Integration of Artificial Intelligence, Remote Sensing, and GIS for Sustainable Land Management and Planning
摘要
Soil erosion is a major environmental challenge, threatening agricultural productivity and ecosystem stability. This study examines the integration of artificial intelligence (AI), remote sensing (RS), Geographic Information Systems (GIS), and Unmanned Aerial vehicles (UAVs) for accurate and efficient erosion assessment to support sustainable land management. RS provides large-scale, multi-temporal data on land degradation, while GIS enables spatial analysis of key factors such as slope, land cover, and rainfall intensity. UAVs offer high-resolution, real-time monitoring of terrain changes often missed by traditional methods. Combining these technologies enhances predictive models like the Revised Universal Soil Loss Equation (RUSLE), strengthened through machine learning for dynamic risk mapping. UAV-derived digital elevation models (DEMs) improve watershed-scale assessments, while satellite imagery (Sentinel-2, Landsat) supports regional monitoring.
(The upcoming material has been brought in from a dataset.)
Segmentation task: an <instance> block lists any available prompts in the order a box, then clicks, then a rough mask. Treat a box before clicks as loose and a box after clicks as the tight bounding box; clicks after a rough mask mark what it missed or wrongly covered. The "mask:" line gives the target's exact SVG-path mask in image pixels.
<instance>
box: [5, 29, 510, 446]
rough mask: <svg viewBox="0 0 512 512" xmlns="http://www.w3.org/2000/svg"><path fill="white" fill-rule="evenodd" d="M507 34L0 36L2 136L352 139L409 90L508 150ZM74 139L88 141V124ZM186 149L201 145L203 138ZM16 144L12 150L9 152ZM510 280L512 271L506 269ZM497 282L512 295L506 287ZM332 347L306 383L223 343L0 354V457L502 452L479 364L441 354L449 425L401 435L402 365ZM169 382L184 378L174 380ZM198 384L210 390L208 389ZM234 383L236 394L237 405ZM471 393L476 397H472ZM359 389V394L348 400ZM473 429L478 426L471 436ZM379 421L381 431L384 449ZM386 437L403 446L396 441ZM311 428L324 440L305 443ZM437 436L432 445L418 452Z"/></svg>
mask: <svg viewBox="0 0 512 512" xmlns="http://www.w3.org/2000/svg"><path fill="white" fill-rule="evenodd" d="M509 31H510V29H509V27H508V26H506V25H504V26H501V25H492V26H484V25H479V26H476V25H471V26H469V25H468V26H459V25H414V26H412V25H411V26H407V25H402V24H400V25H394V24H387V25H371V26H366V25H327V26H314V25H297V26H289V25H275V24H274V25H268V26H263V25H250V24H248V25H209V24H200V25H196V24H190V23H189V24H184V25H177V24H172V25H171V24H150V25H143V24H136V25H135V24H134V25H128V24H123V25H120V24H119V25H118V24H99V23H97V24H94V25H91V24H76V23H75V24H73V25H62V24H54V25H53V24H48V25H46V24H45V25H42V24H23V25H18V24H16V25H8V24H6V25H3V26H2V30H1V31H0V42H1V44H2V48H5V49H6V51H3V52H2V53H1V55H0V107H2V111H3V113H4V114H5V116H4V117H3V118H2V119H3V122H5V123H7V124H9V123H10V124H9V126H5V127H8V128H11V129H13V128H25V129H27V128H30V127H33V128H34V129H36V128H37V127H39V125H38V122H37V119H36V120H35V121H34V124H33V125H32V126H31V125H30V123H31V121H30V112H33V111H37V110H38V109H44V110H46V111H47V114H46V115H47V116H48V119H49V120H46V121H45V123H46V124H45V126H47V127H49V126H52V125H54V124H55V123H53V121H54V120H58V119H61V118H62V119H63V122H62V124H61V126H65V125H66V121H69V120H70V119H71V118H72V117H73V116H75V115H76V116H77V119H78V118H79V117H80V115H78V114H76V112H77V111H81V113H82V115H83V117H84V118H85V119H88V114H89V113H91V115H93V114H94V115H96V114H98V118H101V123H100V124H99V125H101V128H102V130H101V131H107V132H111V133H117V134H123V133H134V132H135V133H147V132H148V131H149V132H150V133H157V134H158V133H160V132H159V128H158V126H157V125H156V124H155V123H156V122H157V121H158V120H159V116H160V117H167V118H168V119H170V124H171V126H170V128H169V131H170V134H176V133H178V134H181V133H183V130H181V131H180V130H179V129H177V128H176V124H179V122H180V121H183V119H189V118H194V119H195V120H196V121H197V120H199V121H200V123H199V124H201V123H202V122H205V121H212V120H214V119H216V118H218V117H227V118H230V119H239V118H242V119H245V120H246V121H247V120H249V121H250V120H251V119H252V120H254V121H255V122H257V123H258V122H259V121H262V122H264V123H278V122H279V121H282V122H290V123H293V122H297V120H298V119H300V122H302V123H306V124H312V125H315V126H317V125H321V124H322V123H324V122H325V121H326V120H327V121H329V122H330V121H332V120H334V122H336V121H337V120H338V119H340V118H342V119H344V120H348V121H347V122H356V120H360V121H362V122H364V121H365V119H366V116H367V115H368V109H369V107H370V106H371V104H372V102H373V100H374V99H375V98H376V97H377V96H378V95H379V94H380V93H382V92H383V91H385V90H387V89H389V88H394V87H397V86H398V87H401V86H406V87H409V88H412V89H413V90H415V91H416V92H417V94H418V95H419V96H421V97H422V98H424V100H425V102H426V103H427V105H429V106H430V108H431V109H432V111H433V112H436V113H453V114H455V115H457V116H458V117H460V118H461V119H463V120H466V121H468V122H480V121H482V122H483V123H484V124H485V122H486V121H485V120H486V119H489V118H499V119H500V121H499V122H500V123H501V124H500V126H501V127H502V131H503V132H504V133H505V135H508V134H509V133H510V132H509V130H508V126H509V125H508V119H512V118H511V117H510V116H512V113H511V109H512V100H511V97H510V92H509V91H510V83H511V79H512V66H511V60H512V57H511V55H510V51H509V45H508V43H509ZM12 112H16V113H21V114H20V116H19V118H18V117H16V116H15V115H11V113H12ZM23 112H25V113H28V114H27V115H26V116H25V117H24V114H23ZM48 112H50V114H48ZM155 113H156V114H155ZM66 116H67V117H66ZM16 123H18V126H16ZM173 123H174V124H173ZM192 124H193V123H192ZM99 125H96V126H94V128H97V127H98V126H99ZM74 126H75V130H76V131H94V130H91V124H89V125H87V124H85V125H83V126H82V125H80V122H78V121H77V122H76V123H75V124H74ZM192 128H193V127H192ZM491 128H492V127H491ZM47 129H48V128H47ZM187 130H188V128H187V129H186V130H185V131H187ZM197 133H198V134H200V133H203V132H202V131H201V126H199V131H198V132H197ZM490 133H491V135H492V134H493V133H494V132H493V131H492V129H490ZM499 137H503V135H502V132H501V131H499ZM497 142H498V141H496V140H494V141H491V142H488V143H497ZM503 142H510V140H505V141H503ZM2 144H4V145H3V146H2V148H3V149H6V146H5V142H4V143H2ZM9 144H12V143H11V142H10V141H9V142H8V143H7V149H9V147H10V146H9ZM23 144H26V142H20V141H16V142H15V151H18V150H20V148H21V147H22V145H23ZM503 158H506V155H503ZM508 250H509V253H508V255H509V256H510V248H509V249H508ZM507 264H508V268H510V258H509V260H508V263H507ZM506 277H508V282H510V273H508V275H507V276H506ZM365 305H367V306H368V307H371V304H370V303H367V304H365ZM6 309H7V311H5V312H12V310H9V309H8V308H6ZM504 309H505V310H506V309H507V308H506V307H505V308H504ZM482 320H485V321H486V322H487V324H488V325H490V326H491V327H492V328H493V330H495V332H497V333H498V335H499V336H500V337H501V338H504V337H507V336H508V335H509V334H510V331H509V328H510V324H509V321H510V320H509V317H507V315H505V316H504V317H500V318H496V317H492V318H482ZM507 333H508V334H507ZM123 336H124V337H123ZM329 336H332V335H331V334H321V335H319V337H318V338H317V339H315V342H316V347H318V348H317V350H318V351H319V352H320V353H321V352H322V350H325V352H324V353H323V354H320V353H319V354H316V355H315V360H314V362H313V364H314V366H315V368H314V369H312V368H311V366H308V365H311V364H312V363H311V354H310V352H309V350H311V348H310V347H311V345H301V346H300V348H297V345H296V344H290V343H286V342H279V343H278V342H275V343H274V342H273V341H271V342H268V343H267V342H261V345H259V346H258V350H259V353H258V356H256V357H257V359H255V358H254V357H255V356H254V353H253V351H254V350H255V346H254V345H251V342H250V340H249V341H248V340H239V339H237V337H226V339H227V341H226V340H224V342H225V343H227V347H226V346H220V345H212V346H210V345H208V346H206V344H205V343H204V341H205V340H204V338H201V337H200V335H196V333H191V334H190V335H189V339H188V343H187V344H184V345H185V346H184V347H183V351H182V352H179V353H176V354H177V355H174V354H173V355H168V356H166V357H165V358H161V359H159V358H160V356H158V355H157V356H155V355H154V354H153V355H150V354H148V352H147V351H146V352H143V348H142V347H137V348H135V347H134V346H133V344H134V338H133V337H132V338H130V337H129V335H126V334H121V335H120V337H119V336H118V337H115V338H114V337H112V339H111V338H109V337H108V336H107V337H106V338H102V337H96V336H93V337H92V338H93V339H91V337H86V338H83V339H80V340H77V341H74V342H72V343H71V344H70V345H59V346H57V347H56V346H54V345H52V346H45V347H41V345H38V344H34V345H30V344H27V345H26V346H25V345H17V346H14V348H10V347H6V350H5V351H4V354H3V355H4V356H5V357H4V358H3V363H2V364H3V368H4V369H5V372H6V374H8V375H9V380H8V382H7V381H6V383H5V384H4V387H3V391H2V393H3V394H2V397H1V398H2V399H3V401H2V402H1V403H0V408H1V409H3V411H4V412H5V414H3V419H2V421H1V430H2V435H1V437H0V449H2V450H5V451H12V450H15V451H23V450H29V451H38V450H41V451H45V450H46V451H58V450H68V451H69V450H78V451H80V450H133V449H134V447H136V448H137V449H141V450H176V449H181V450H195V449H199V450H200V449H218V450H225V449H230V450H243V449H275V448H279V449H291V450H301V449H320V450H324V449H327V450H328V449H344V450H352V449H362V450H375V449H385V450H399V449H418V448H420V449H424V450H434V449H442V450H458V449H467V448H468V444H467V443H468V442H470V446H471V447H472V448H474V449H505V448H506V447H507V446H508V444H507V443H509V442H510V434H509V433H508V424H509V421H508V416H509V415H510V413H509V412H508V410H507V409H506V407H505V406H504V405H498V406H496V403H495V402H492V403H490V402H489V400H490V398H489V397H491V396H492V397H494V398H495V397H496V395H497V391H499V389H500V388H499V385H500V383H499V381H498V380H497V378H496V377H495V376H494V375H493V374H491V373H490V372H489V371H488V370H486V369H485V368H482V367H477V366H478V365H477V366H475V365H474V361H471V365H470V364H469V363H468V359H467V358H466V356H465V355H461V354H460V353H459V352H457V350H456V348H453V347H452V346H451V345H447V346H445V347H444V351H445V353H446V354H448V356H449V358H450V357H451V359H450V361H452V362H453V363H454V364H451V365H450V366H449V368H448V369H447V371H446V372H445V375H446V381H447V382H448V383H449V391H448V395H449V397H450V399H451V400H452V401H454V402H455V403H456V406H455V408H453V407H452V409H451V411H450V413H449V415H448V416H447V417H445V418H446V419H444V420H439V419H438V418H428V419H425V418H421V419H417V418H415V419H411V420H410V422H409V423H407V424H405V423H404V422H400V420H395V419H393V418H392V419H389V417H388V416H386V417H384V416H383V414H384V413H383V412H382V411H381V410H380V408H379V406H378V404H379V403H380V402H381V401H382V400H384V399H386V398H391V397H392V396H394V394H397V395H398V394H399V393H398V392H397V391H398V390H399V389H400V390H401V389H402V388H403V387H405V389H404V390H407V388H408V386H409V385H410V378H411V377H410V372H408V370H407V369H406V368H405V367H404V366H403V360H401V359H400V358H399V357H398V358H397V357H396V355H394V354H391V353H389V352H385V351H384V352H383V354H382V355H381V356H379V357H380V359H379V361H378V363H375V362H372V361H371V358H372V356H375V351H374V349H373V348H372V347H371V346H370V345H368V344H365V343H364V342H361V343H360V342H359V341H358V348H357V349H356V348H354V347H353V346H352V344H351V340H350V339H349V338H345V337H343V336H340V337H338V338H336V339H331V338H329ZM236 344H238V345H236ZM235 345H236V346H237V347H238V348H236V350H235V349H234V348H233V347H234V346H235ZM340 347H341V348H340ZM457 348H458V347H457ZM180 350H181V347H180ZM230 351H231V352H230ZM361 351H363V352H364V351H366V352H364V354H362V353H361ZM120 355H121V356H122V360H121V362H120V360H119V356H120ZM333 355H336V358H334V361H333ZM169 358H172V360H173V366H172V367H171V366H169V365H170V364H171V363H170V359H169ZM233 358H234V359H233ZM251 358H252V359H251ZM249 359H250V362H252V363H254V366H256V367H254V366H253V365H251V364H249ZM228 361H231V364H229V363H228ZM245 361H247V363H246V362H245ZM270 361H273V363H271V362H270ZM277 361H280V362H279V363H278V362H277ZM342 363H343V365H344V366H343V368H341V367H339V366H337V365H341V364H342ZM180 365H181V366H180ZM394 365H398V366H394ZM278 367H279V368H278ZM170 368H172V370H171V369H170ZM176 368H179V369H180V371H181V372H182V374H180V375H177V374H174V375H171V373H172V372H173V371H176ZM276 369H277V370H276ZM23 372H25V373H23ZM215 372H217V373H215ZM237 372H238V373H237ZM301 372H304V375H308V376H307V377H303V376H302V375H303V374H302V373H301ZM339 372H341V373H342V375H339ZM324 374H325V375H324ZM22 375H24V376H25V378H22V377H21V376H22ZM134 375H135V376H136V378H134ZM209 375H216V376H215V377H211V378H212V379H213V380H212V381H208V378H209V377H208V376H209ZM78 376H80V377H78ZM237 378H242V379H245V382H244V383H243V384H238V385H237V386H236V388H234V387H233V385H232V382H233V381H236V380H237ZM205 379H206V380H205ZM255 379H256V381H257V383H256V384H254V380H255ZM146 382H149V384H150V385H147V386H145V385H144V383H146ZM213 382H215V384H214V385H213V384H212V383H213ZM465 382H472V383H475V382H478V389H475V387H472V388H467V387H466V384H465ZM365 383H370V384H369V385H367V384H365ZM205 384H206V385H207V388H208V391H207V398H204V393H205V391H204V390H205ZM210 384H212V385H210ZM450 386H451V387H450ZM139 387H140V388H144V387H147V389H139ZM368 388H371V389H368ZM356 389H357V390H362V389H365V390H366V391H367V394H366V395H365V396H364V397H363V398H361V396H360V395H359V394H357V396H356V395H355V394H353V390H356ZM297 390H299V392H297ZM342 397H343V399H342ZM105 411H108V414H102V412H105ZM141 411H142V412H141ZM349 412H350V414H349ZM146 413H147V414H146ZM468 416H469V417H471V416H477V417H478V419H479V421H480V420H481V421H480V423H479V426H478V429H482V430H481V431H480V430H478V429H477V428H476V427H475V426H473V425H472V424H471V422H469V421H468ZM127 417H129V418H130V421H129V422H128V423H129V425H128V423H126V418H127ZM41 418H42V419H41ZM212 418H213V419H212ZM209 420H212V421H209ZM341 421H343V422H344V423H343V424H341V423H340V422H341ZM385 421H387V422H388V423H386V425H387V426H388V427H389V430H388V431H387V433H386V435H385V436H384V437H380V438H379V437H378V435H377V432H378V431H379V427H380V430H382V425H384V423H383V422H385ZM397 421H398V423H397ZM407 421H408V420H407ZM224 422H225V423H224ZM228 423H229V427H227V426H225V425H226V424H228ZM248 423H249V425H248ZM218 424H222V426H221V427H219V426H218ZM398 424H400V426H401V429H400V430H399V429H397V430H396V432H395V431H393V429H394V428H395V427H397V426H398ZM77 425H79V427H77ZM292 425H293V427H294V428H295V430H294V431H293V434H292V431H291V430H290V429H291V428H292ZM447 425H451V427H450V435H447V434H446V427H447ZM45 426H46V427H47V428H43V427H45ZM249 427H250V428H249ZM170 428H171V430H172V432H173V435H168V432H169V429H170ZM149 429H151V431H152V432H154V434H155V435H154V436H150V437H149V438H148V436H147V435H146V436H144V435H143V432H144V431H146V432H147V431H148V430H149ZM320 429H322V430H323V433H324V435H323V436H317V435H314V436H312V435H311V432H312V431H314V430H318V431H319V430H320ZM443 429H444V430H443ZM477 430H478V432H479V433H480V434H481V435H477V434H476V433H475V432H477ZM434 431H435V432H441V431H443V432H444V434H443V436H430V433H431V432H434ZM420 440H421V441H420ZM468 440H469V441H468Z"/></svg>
AI techniques, including machine learning (ML) and deep learning (DL), further advance detection, classification, and modeling of erosion by processing multispectral and hyperspectral imagery. These algorithms also predict erosion-related parameters such as slope, vegetation, soil moisture, and texture. Despite challenges such as data resolution and computational demands, the synergy of RS, GIS, UAVs, and AI offers scalable, cost-effective solutions. This integrated approach empowers policymakers and farmers with actionable insights, driving sustainable soil conservation globally.